BTW, a tool that I have been using to help do the preaggregation of data using hyperloglog in combination with Spark is atscale (  It builds the aggregations and makes use of the speed of SparkSQL - all within the context of a model that is accessible by Tableau or Qlik.  

On Thu, Mar 26, 2015 at 8:55 AM Jörn Franke <> wrote:

As I wrote previously - indexing is not your only choice, you can preaggregate data during load or depending on your needs you  need to think about other data structures, such as graphs, hyperloglog, bloom filters etc. (challenge to integrate in standard bi tools)

Le 26 mars 2015 13:34, "kundan kumar" <> a écrit :

I was looking for some options and came across JethroData.

This stores the data maintaining indexes over all the columns seems good and claims to have better performance than Impala.

Earlier I had tried Apache Phoenix because of its secondary indexing feature.
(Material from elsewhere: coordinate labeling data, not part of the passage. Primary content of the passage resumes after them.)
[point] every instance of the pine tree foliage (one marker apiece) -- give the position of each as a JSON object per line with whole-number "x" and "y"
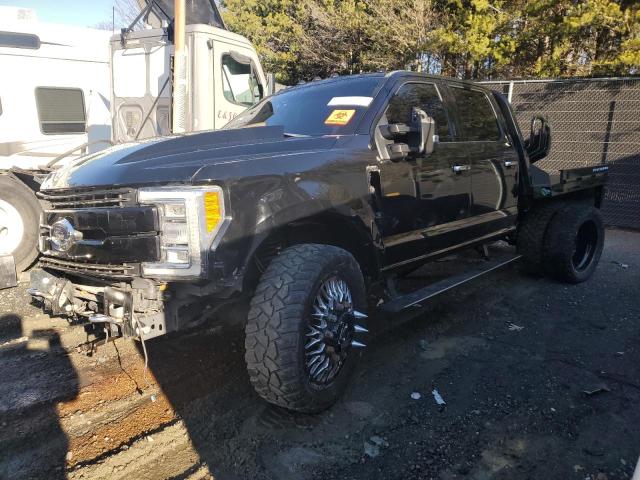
{"x": 480, "y": 39}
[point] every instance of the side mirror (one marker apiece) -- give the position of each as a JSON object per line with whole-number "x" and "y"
{"x": 271, "y": 84}
{"x": 425, "y": 126}
{"x": 397, "y": 141}
{"x": 539, "y": 142}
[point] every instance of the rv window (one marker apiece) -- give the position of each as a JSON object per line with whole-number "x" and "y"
{"x": 240, "y": 83}
{"x": 19, "y": 40}
{"x": 60, "y": 110}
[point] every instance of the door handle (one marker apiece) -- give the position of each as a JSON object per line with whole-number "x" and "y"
{"x": 461, "y": 168}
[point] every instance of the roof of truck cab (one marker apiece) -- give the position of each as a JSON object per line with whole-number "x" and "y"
{"x": 389, "y": 75}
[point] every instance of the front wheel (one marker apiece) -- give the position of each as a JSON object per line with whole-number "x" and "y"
{"x": 574, "y": 243}
{"x": 305, "y": 327}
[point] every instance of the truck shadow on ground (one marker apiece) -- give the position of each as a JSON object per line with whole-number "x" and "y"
{"x": 36, "y": 374}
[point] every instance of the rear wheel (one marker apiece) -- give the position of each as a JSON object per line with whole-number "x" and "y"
{"x": 574, "y": 243}
{"x": 19, "y": 220}
{"x": 305, "y": 327}
{"x": 531, "y": 236}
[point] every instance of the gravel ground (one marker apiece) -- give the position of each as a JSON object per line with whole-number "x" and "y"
{"x": 541, "y": 381}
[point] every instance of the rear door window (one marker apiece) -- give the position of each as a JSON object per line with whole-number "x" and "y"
{"x": 240, "y": 84}
{"x": 61, "y": 110}
{"x": 477, "y": 117}
{"x": 424, "y": 96}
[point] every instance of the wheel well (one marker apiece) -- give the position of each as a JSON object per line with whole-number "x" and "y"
{"x": 593, "y": 196}
{"x": 326, "y": 228}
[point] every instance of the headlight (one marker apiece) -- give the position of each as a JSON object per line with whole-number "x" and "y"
{"x": 191, "y": 218}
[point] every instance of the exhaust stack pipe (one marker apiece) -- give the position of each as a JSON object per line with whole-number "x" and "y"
{"x": 179, "y": 93}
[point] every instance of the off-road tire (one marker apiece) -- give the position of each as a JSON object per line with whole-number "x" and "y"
{"x": 574, "y": 242}
{"x": 530, "y": 239}
{"x": 24, "y": 200}
{"x": 277, "y": 320}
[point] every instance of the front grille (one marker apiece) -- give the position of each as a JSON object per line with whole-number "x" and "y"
{"x": 88, "y": 198}
{"x": 90, "y": 269}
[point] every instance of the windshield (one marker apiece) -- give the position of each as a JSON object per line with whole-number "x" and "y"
{"x": 332, "y": 108}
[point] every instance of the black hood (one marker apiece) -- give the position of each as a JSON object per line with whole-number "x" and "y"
{"x": 180, "y": 159}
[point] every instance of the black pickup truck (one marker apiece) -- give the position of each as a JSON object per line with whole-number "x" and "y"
{"x": 339, "y": 188}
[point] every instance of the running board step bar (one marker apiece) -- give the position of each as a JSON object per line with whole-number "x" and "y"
{"x": 415, "y": 298}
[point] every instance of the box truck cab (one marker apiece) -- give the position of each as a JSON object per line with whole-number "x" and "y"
{"x": 223, "y": 74}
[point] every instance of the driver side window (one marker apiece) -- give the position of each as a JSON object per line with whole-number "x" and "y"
{"x": 240, "y": 84}
{"x": 424, "y": 96}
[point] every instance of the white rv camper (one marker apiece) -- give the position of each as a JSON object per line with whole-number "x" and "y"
{"x": 68, "y": 86}
{"x": 223, "y": 73}
{"x": 54, "y": 97}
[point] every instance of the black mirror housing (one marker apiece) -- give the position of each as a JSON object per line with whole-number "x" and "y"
{"x": 538, "y": 144}
{"x": 425, "y": 126}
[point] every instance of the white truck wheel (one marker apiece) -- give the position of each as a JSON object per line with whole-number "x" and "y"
{"x": 19, "y": 222}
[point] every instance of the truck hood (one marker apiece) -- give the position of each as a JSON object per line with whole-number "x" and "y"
{"x": 207, "y": 156}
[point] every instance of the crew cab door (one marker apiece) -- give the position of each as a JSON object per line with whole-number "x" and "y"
{"x": 492, "y": 158}
{"x": 422, "y": 195}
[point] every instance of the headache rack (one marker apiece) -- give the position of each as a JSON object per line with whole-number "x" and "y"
{"x": 65, "y": 199}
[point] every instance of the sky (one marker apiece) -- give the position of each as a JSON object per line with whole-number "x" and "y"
{"x": 85, "y": 13}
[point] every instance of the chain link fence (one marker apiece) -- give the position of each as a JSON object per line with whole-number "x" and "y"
{"x": 593, "y": 121}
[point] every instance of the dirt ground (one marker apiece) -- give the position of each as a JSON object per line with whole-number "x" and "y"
{"x": 512, "y": 356}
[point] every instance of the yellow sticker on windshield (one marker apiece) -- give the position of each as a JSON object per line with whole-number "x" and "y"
{"x": 339, "y": 117}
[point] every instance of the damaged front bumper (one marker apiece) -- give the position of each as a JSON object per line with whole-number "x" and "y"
{"x": 128, "y": 309}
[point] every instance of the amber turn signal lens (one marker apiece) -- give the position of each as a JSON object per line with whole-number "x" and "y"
{"x": 212, "y": 210}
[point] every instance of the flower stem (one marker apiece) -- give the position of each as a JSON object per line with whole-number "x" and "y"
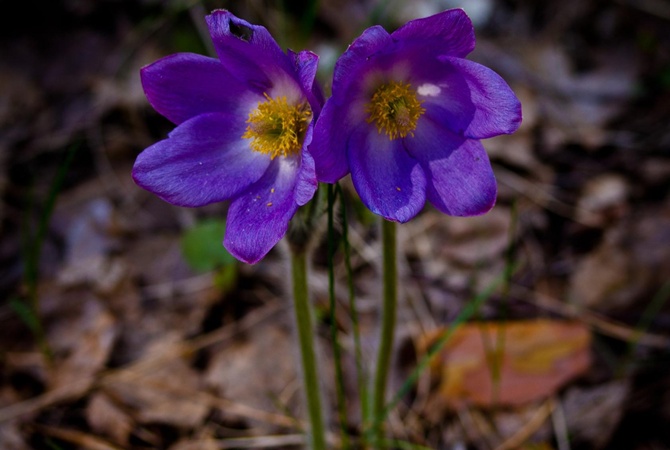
{"x": 337, "y": 350}
{"x": 390, "y": 303}
{"x": 306, "y": 338}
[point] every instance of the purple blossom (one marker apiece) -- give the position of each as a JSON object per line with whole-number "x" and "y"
{"x": 406, "y": 115}
{"x": 244, "y": 121}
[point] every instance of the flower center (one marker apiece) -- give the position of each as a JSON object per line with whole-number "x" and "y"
{"x": 395, "y": 109}
{"x": 277, "y": 128}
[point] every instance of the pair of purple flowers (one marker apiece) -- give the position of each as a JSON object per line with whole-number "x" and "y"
{"x": 405, "y": 118}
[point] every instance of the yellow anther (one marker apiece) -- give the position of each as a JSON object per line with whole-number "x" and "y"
{"x": 395, "y": 109}
{"x": 278, "y": 128}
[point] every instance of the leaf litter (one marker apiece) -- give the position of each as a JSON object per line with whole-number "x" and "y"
{"x": 150, "y": 353}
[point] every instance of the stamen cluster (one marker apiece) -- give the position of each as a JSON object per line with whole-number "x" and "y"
{"x": 278, "y": 128}
{"x": 395, "y": 109}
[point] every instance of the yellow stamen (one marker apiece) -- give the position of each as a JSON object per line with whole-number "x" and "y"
{"x": 395, "y": 109}
{"x": 277, "y": 128}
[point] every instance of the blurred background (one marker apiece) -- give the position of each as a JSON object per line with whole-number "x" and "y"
{"x": 124, "y": 325}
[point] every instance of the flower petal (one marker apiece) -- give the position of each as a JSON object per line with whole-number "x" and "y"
{"x": 449, "y": 33}
{"x": 183, "y": 85}
{"x": 373, "y": 40}
{"x": 460, "y": 180}
{"x": 389, "y": 181}
{"x": 204, "y": 160}
{"x": 329, "y": 145}
{"x": 248, "y": 51}
{"x": 259, "y": 218}
{"x": 306, "y": 64}
{"x": 307, "y": 182}
{"x": 473, "y": 100}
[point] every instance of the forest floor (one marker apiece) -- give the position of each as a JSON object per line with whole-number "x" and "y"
{"x": 114, "y": 334}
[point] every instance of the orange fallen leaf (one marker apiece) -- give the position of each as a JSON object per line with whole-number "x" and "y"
{"x": 510, "y": 363}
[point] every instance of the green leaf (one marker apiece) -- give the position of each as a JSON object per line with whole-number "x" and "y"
{"x": 202, "y": 246}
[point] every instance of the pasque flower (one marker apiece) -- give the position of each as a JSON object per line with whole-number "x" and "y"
{"x": 406, "y": 115}
{"x": 244, "y": 121}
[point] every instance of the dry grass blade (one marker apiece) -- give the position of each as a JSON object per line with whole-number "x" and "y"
{"x": 522, "y": 435}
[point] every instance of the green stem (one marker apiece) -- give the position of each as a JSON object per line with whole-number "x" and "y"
{"x": 362, "y": 375}
{"x": 337, "y": 351}
{"x": 390, "y": 303}
{"x": 306, "y": 338}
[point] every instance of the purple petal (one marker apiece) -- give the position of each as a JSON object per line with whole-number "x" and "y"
{"x": 448, "y": 33}
{"x": 373, "y": 40}
{"x": 329, "y": 144}
{"x": 471, "y": 99}
{"x": 203, "y": 161}
{"x": 459, "y": 175}
{"x": 248, "y": 51}
{"x": 306, "y": 64}
{"x": 183, "y": 85}
{"x": 307, "y": 182}
{"x": 389, "y": 181}
{"x": 259, "y": 218}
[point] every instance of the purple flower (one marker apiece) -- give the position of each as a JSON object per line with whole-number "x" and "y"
{"x": 244, "y": 121}
{"x": 406, "y": 116}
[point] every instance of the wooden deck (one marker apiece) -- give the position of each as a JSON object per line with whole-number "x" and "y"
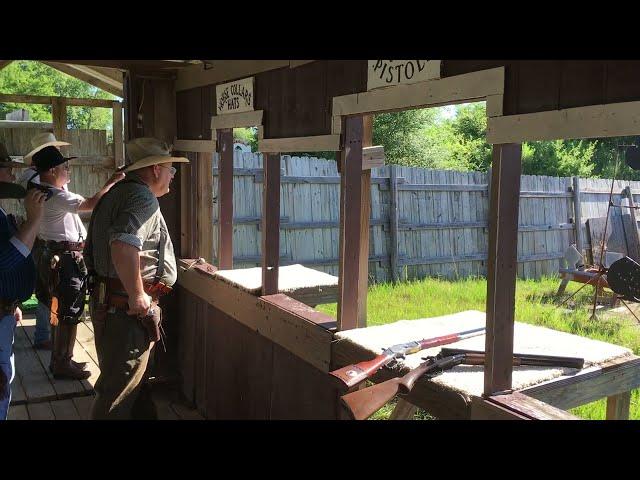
{"x": 36, "y": 395}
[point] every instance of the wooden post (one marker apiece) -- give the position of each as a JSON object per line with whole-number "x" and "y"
{"x": 225, "y": 198}
{"x": 270, "y": 223}
{"x": 393, "y": 222}
{"x": 365, "y": 215}
{"x": 577, "y": 215}
{"x": 618, "y": 406}
{"x": 118, "y": 144}
{"x": 350, "y": 223}
{"x": 186, "y": 224}
{"x": 59, "y": 116}
{"x": 502, "y": 266}
{"x": 634, "y": 221}
{"x": 204, "y": 206}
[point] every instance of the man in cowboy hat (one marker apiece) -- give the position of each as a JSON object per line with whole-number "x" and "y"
{"x": 61, "y": 270}
{"x": 130, "y": 252}
{"x": 30, "y": 175}
{"x": 17, "y": 270}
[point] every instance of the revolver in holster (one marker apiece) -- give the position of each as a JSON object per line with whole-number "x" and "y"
{"x": 151, "y": 322}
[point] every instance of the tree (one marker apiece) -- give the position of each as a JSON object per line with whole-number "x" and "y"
{"x": 35, "y": 78}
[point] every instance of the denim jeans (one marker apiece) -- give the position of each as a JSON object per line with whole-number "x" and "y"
{"x": 7, "y": 329}
{"x": 43, "y": 329}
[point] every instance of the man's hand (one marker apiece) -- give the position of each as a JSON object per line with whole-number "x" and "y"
{"x": 139, "y": 305}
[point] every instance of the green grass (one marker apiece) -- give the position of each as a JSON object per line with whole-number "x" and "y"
{"x": 535, "y": 304}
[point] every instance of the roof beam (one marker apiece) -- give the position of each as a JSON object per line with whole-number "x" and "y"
{"x": 91, "y": 76}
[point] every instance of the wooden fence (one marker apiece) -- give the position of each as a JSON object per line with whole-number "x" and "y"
{"x": 88, "y": 174}
{"x": 442, "y": 218}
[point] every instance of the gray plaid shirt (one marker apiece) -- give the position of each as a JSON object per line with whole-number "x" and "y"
{"x": 130, "y": 212}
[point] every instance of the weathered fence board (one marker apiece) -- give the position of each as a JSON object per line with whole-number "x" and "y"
{"x": 442, "y": 218}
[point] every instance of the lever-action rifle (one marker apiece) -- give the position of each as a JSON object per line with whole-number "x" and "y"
{"x": 361, "y": 404}
{"x": 352, "y": 375}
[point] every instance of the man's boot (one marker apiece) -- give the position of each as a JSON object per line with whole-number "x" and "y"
{"x": 63, "y": 366}
{"x": 52, "y": 361}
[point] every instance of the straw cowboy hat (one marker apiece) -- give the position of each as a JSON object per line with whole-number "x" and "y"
{"x": 43, "y": 140}
{"x": 146, "y": 151}
{"x": 7, "y": 161}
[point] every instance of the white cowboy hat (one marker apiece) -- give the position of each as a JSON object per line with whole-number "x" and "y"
{"x": 147, "y": 151}
{"x": 43, "y": 140}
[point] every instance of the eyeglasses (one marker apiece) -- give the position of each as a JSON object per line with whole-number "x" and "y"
{"x": 172, "y": 170}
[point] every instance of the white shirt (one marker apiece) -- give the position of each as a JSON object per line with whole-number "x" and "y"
{"x": 61, "y": 222}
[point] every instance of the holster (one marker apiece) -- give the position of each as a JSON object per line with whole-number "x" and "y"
{"x": 151, "y": 322}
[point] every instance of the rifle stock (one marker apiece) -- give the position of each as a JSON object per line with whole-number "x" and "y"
{"x": 352, "y": 375}
{"x": 361, "y": 404}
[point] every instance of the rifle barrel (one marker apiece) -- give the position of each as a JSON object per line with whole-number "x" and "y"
{"x": 474, "y": 357}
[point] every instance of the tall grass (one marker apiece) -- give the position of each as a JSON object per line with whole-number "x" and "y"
{"x": 535, "y": 304}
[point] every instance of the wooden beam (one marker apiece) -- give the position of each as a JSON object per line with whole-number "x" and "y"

But the major challenge I faced there was, secondary indexing was not supported for bulk loading process.
Only the sequential loading process supported the secondary indexes, which took longer time.

Any comments on this ?

On Thu, Mar 26, 2015 at 5:59 PM, kundan kumar <> wrote:
I looking for some options and came across 

On Thu, Mar 26, 2015 at 5:47 PM, Jörn Franke <> wrote:

You can also preaggregate results for the queries by the user - depending on what queries they use this might be necessary for any underlying technology

Le 26 mars 2015 11:27, "kundan kumar" <> a écrit :


I need to store terabytes of data which will be used for BI tools like qlikview.

The queries can be on the basis of filter on any column.

Currently, we are using redshift for this purpose.

I am trying to explore things other than the redshift .

Is it possible to gain better performance in spark as compared to redshift ?

If yes, please suggest what is the best way to achieve this.